Le tourisme d’hiver au Bas-Saguenay, c’est une histoire qui commence il y a 25 ans, avec la détermination d’une population qui se battait alors pour la survie de son village, de sa région. Sans même l’entrevoir, elle inscrivait là les premiers pas d’une toute nouvelle forme d’économie régionale. Une graine était semée, un rêve se réalisait et semble depuis lui murmurer à l’oreille : s’il nous est possible de créer une montagne de ski alpin, alors … plus rien ne nous arrêtera !
En 2014, force est de constater que cette page d’histoire régionale a été déterminante. Et pas seulement d’un point de vue économique.
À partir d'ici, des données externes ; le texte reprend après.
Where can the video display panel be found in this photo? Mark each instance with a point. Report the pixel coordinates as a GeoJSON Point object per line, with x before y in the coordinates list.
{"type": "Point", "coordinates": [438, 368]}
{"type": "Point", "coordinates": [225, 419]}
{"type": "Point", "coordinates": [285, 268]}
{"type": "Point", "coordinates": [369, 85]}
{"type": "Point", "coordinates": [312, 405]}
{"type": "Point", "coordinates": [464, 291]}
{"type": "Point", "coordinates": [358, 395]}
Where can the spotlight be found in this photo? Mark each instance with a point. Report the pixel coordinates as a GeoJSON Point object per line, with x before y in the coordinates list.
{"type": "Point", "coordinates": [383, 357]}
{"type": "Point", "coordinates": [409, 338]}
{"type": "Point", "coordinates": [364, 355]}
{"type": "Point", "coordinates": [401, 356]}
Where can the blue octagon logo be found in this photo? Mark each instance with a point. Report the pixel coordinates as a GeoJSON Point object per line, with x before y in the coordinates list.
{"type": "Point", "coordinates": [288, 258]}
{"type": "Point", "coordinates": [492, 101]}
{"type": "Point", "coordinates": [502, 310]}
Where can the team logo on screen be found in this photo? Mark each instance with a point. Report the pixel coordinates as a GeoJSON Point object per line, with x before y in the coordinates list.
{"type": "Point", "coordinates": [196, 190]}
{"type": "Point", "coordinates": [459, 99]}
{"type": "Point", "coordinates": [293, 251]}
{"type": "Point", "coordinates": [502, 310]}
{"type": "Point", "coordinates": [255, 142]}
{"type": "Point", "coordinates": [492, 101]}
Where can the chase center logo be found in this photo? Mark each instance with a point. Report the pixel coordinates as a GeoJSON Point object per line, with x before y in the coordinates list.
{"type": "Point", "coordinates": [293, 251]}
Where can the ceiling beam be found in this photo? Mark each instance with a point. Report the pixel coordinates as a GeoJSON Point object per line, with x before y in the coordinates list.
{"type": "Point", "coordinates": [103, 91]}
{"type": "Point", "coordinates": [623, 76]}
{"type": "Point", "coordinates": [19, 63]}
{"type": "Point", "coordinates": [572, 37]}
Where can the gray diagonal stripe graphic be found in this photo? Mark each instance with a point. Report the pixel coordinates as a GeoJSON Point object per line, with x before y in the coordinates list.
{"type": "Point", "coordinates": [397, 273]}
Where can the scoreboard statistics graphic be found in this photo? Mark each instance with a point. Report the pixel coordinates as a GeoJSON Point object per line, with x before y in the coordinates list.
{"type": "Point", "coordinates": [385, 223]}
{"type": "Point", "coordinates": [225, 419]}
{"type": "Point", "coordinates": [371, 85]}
Le tourisme d’hiver permet de faire vivre la région douze mois par année. Au niveau social et culturel, cela transforme en profondeur la vie des villages, incite de jeunes familles à venir s’installer, contribue à la qualité de vie, tout en permettant à de nombreuses petites entreprises de voir le jour.
La fabuleuse diversité d’activités proposées fait que notre région est bien plus qu’un lieu touristique parmi tant d’autres. Le Bas-Saguenay, c’est une destination avec une signature, une image de marque, une culture et une géographie particulière, celle de la liberté et des grands espaces, des caractères forts et authentiques qui en font un lieu où de plus en plus de visiteurs viennent … et reviennent.
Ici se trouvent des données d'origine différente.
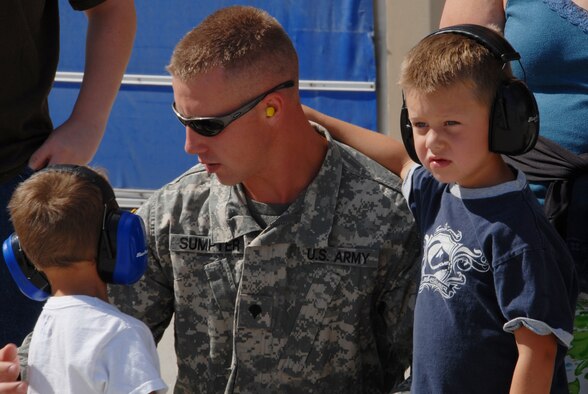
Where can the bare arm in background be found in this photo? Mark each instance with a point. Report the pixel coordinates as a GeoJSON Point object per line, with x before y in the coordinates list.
{"type": "Point", "coordinates": [481, 12]}
{"type": "Point", "coordinates": [110, 36]}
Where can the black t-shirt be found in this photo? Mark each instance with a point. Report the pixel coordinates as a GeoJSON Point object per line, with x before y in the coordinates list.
{"type": "Point", "coordinates": [29, 45]}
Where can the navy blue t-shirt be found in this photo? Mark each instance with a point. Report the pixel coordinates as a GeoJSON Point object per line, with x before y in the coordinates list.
{"type": "Point", "coordinates": [491, 263]}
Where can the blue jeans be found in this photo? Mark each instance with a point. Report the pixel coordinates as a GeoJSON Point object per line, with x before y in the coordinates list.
{"type": "Point", "coordinates": [18, 314]}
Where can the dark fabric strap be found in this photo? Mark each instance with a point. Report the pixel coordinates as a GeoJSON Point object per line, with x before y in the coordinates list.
{"type": "Point", "coordinates": [549, 162]}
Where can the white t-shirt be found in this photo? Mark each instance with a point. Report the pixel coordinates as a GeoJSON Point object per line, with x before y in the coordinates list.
{"type": "Point", "coordinates": [84, 345]}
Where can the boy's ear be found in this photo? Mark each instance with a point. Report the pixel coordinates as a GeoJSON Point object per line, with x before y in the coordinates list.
{"type": "Point", "coordinates": [514, 120]}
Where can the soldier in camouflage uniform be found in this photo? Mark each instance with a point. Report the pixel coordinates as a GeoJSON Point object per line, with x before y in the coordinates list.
{"type": "Point", "coordinates": [287, 260]}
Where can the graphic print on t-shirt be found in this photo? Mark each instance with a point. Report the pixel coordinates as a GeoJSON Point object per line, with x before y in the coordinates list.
{"type": "Point", "coordinates": [445, 261]}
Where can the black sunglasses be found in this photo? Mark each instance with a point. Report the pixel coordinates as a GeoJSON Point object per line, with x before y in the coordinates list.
{"type": "Point", "coordinates": [209, 126]}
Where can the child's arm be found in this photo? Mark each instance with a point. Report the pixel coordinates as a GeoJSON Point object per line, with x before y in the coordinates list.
{"type": "Point", "coordinates": [534, 369]}
{"type": "Point", "coordinates": [385, 150]}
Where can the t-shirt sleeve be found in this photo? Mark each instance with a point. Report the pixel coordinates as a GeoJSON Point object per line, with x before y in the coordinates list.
{"type": "Point", "coordinates": [533, 292]}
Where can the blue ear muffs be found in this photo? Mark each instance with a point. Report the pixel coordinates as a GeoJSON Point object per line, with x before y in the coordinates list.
{"type": "Point", "coordinates": [122, 249]}
{"type": "Point", "coordinates": [514, 118]}
{"type": "Point", "coordinates": [32, 283]}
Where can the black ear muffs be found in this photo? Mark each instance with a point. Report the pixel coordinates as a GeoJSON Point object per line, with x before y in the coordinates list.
{"type": "Point", "coordinates": [122, 250]}
{"type": "Point", "coordinates": [514, 118]}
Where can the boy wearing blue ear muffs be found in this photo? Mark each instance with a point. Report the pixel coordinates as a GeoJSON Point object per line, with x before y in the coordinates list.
{"type": "Point", "coordinates": [495, 305]}
{"type": "Point", "coordinates": [66, 221]}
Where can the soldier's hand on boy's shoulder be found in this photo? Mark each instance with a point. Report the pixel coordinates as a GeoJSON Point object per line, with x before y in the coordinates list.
{"type": "Point", "coordinates": [9, 371]}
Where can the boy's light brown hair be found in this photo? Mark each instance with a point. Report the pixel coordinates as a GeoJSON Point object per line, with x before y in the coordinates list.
{"type": "Point", "coordinates": [58, 217]}
{"type": "Point", "coordinates": [245, 41]}
{"type": "Point", "coordinates": [444, 60]}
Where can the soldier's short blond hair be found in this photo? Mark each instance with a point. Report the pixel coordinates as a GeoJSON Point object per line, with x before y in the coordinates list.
{"type": "Point", "coordinates": [237, 39]}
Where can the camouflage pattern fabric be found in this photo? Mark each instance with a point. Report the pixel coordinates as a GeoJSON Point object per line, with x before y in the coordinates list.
{"type": "Point", "coordinates": [319, 301]}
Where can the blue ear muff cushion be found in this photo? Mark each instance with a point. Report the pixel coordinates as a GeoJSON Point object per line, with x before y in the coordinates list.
{"type": "Point", "coordinates": [38, 291]}
{"type": "Point", "coordinates": [131, 253]}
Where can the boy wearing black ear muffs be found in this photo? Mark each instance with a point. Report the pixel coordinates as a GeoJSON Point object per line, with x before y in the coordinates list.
{"type": "Point", "coordinates": [70, 240]}
{"type": "Point", "coordinates": [496, 298]}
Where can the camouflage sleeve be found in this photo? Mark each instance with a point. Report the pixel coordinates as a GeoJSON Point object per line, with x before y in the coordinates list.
{"type": "Point", "coordinates": [23, 357]}
{"type": "Point", "coordinates": [398, 278]}
{"type": "Point", "coordinates": [151, 299]}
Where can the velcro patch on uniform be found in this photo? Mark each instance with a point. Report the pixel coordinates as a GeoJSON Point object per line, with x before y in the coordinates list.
{"type": "Point", "coordinates": [203, 244]}
{"type": "Point", "coordinates": [353, 257]}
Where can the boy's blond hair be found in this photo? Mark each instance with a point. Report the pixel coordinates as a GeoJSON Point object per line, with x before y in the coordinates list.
{"type": "Point", "coordinates": [240, 39]}
{"type": "Point", "coordinates": [57, 216]}
{"type": "Point", "coordinates": [443, 60]}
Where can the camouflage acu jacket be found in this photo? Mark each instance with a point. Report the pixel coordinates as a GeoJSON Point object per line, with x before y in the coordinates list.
{"type": "Point", "coordinates": [319, 301]}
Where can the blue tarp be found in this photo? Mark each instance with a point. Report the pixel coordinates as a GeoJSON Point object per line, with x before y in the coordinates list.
{"type": "Point", "coordinates": [143, 144]}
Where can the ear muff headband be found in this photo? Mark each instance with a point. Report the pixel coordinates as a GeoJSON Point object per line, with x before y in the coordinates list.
{"type": "Point", "coordinates": [122, 252]}
{"type": "Point", "coordinates": [514, 117]}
Quand elle a lancé son entreprise de traîneaux à chiens, Plein Air de L’Anse, il y a maintenant plus de dix ans, Vanessa Quintard a croisé bien des regards septiques. On se demandait alors comment on pouvait gagner sa vie avec des chiens. Pourtant, l’entreprise embauche actuellement cinq personnes à temps plein durant la saison.
Elle propose plusieurs types de sorties, dont des expéditions de 2 à 5 jours dans l’arrière pays, des chenaux à Saint-Félix-d’Otis sans oublier les lacs de Rivière-Éternité. Sur ce territoire extrêmement diversifié, 80 % de sa clientèle est européenne. « Notre clientèle est choyée : on ne part jamais à plus de 4 personnes avec un guide et l’on propose des expéditions très personnalisées. C’est certain que ce qui nous différencie aussi des autres entreprises de traîneaux, c’est la beauté du village touristique de L’Anse-Saint-Jean. »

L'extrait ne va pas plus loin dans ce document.